Sunday, August 17, 2008

Launch Day

I had hoped to leave Sunday "morning" (rare as it is for me to see morning). I wanted to make it to Toledo Ohio the first day, to catch the Monday afternoon ferry across Lake Michigan.

Well, Saturday night was the memorial for dear departed JudgeCal, which went late, and I stopped by 3 of Cups (after driving one of JP's lovely friends from back in the day to Sunset Park), went out to eat after that, and got home at 6 AM. So much for morning.

By the time I got packed and ready to leave, it was 4 PM. Adjusting that itinerary as the moments pass. I had to stop in Bay Ridge (around the corner from where I grew up), and when I was nearly there I realized I had left the ticket to Burning Man at home.

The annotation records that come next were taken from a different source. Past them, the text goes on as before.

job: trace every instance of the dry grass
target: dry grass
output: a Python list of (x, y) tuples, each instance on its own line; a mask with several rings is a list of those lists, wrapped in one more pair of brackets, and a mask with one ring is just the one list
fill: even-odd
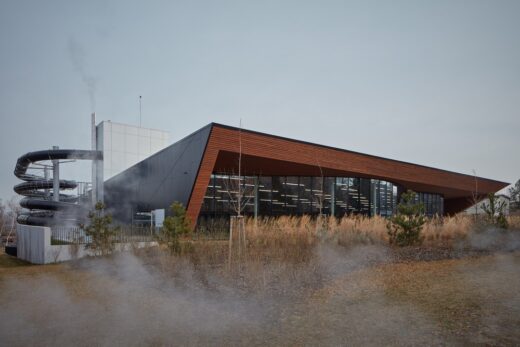
[[(520, 218), (510, 217), (512, 228), (520, 229)], [(352, 244), (388, 243), (388, 220), (383, 217), (324, 217), (322, 220), (308, 216), (248, 219), (248, 240), (253, 244), (276, 246), (280, 244), (311, 245), (326, 239), (342, 246)], [(424, 225), (422, 235), (426, 245), (446, 245), (465, 238), (475, 230), (479, 222), (471, 216), (431, 218)]]

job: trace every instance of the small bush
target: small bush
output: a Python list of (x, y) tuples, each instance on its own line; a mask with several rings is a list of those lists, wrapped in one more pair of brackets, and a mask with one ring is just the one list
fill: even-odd
[(426, 222), (424, 206), (415, 202), (415, 192), (408, 190), (401, 195), (397, 213), (387, 224), (390, 244), (410, 246), (421, 243), (421, 229)]
[(186, 216), (186, 209), (180, 202), (174, 202), (170, 208), (172, 215), (164, 219), (158, 241), (168, 247), (171, 253), (175, 253), (181, 250), (180, 236), (191, 232), (191, 223)]
[(118, 230), (118, 228), (110, 227), (112, 216), (105, 214), (104, 210), (105, 205), (102, 202), (98, 202), (95, 210), (88, 215), (89, 225), (86, 228), (81, 226), (87, 236), (92, 238), (92, 241), (85, 247), (101, 255), (109, 254), (114, 250), (113, 238)]
[(488, 195), (488, 203), (482, 204), (488, 222), (502, 229), (507, 229), (509, 226), (504, 212), (505, 208), (505, 201), (500, 201), (493, 193)]

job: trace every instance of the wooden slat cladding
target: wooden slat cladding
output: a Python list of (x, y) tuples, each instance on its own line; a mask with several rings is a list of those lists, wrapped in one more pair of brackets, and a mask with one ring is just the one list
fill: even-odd
[[(440, 193), (446, 199), (470, 197), (475, 189), (474, 177), (440, 169), (251, 131), (241, 131), (241, 139), (242, 154), (245, 158), (242, 168), (249, 174), (294, 175), (295, 170), (291, 170), (291, 166), (297, 166), (302, 170), (305, 168), (300, 175), (307, 175), (309, 172), (319, 172), (321, 168), (325, 175), (383, 179), (417, 191)], [(236, 166), (230, 166), (233, 161), (236, 162), (233, 160), (233, 153), (238, 152), (238, 129), (214, 124), (188, 205), (188, 215), (193, 221), (199, 214), (214, 168), (227, 168), (228, 172), (237, 172)], [(255, 158), (261, 161), (262, 166), (255, 167)], [(250, 167), (247, 166), (248, 162), (251, 163)], [(477, 178), (477, 185), (479, 193), (482, 194), (496, 192), (507, 184)]]

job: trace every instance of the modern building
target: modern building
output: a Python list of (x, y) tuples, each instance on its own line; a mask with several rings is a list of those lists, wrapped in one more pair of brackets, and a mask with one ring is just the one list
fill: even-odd
[(170, 144), (163, 130), (103, 121), (97, 126), (97, 149), (103, 153), (103, 177), (109, 179)]
[[(497, 194), (496, 195), (496, 202), (495, 202), (495, 206), (503, 206), (503, 209), (502, 209), (502, 212), (506, 215), (506, 216), (509, 216), (509, 205), (510, 205), (510, 198), (509, 196), (505, 195), (505, 194)], [(484, 210), (484, 205), (487, 205), (489, 206), (489, 199), (486, 197), (485, 199), (483, 199), (482, 201), (476, 203), (476, 204), (473, 204), (473, 206), (470, 206), (468, 207), (465, 212), (466, 214), (485, 214), (486, 211)]]
[[(241, 155), (239, 155), (241, 153)], [(105, 157), (105, 160), (107, 158)], [(239, 165), (240, 161), (240, 165)], [(401, 192), (429, 215), (471, 206), (508, 183), (211, 123), (105, 181), (116, 219), (183, 203), (198, 225), (236, 213), (238, 187), (251, 216), (391, 215)]]

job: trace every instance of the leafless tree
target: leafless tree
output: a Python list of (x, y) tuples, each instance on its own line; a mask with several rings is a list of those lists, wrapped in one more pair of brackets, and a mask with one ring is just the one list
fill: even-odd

So it was back up to Greenpoint, for the ticket and take two of the departure at 7:30 PM. Drove into the sunset over the Verazzano Bridge, and took a wrong exit in Staten Island, heading up to the Bayonne Bridge instead of down to the Outerbridge. Wandering Victory Blvd, no idea where the southbound expressway was, I pulled over and checked the iPhone map function - spinning gear, no access, I resorted to asking a human who gave me directions. Those legacy methods still work!

Getting up to speed on the NJ interstate, I was overcome by an exhilarating feeling of "it has actually begun!" But it had been a long day after a short bit of sleep, and I only made it as far as Hershey PA where an overpriced Holiday Inn caught my eye.

No wireless in the rooms, just "wired" Internet - with a cable coming out of the nightstand only long enough to allow you to operate the computer in bed! So I moved the furniture around, put the table between the beds, and here's the typical setup of the coming weeks.

We'll just stick an extra day on the front end of the westward journey, reach Toledo Monday and take a Tuesday ferry. I'll have to do some extra long days out west to get to Burning Man on time after Minneapolis.